The CNCC would function as a counterpart to CFIUS, which screens inbound investments into the United States. Parties engaging in covered activity would be required to notify the CNCC at least 45 days before undertaking the activity. In addition, the CNCC would be empowered to review covered activities on its own accord. If the CNCC determined that a covered activity poses an unacceptable risk to a national critical capability, the CNCC could impose mitigation measures, or make a recommendation to the U.S. President to mitigate, prohibit, or suspend the activity.

Because the momentum in the United States behind establishing an outbound investment screening mechanism remains strong, companies would be well advised to consider whether planned transactions might ultimately become subject to this authority.
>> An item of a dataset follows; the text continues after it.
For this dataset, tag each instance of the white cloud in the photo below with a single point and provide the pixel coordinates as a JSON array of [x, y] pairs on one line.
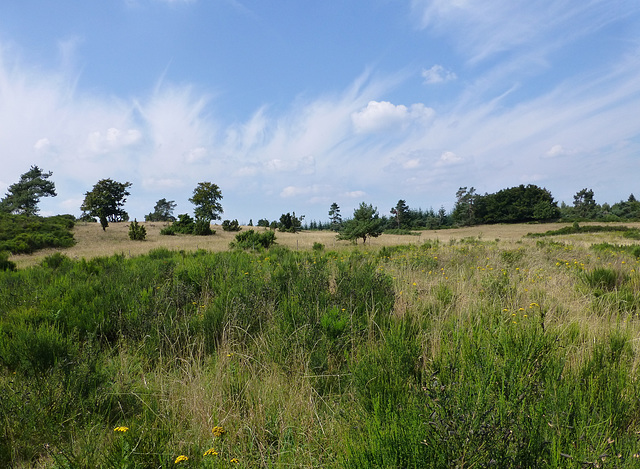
[[483, 29], [558, 150], [437, 74], [168, 183], [413, 163], [42, 144], [449, 158], [380, 116]]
Of particular concern should be the significant number of undefined and unresolved questions raised by the current version of the NCCDA, including:

  1. The draft legislation requires a 45-day written notice prior to engaging in a “covered activity,” but the definition of “covered activity” includes both proposed and ongoing activities, and it is unclear whether or how activities that are commenced before the effective date but “ongoing” after that date would be treated.
  2. The draft legislation would exclude from reporting certain “ordinary business transactions” such as the sale or license of finished items and products or other similar activities that would not lead to a country of concern’s access to critical capabilities. However, the distinction between the license of IP and the license of a finished item can be ambiguous in practice, especially for certain technology-intensive products.
  3. The draft legislation defines an “entity of concern” as any entity influenced by or affiliated, directly or indirectly, with a country of concern. This broad definition could provide significant discretion to the CNCC with respect to the entities that fall under its jurisdiction, and conceivably could reach transactions with companies not located in a “country of concern.” And what precisely is meant by the term “entity influenced by . . . a country of concern” is not at all clear.
  4. The draft legislation calls for multilateral coordination with U.S.-allied countries to develop similar mechanisms to address covered activities with countries of concern, just as the United States sought to persuade allies to adopt CFIUS-like inbound investment controls, an effort that is bearing fruit with the recent proliferation of “foreign direct investment” screening mechanisms in the EU and other major economies. It remains to be seen whether these allies will also adopt outbound investment screening procedures, and if so, to what extent such a multilateral action would affect global and regional business activities.

For now, “Outbound CFIUS” is not moving forward in the U.S. Congress, but in the current political climate in the United States, the broad bilateral and White House support for the NCCDA of 2022 could see the measure revived for a third time.